NEW rules aimed at ending the drought of basic bank accounts for undischarged bankrupts were unveiled by the Government yesterday.
Barclays is the only mainstream lender to offer the service after Co-operative Bank recently stopped offering new accounts to bankrupts. The changes, which affect England and Wales, aim to give banks greater protection and reassurance over the potential for any possible claims which could be brought against them.
Trustees in bankruptcy cases will no longer be able to go after the bank providing a bankrupt’s account for losses of money unless they have specifically told the bank that they have an interest in the cash. As insolvency laws currently stand, a bank can potentially find themselves liable for a claim even if they have had no advance warning of this from a trustee.
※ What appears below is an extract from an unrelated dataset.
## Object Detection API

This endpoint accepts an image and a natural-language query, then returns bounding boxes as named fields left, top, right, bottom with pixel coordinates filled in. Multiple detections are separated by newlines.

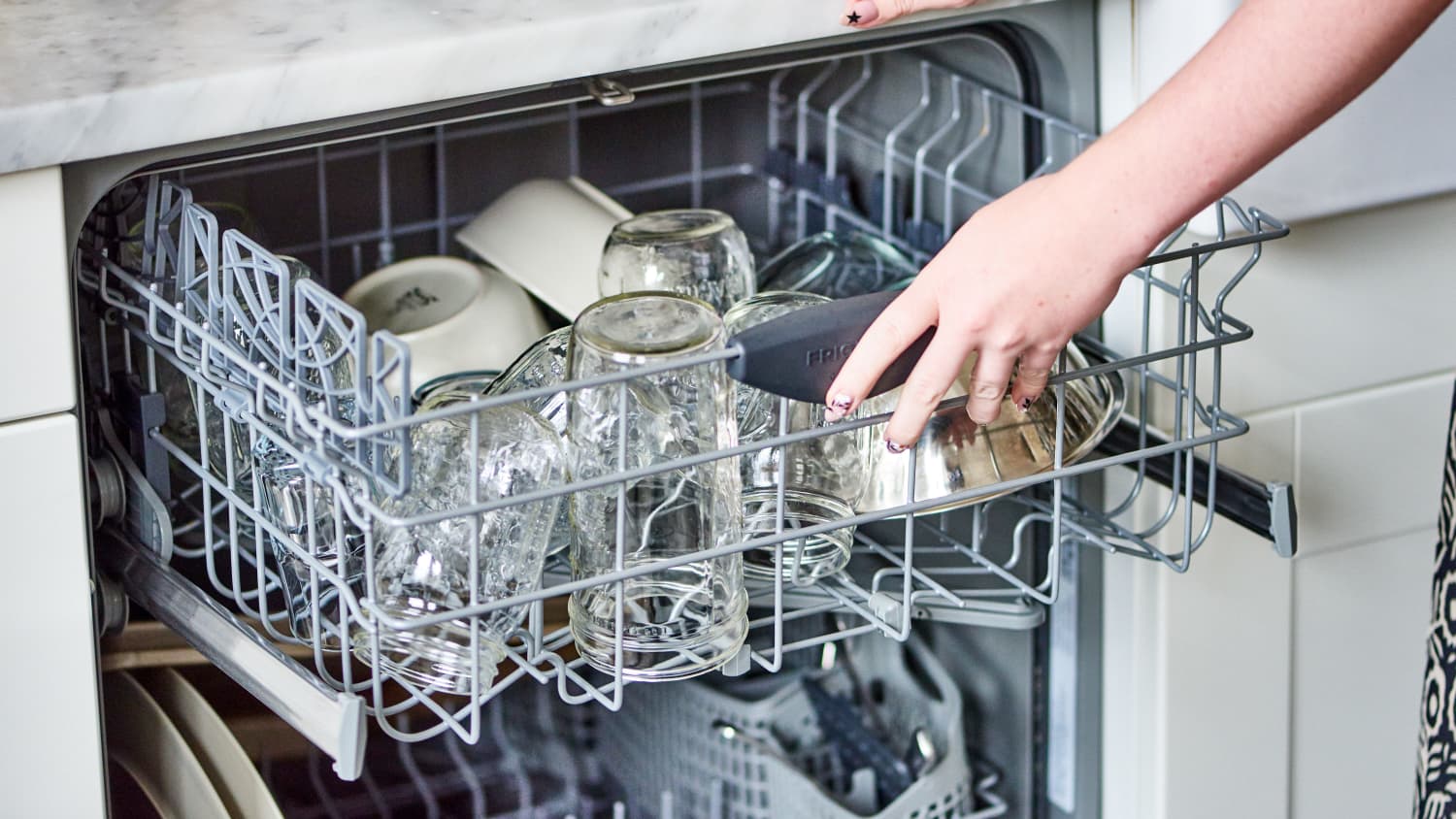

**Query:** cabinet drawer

left=0, top=167, right=76, bottom=423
The Insolvency Service said that such cases are rare – but it is the potential risk which is currently putting banks off offering accounts to undischarged bankrupts.
Announcing the changes, Business Minister Jo Swinson said: “Offering an account will remain a decision for the bank, but I am pleased with the positive response we’ve seen from the sector already and I’m confident the change will offer a new lifeline to vulnerable people who have struggled to access basic financial services.”
The changes follow a consultation by the Insolvency Service, which indicated that about a fifth of bankrupts find themselves unable to get a bank account for the first year of bankruptcy and are forced instead to operate on a cash-only basis or use someone else’s account.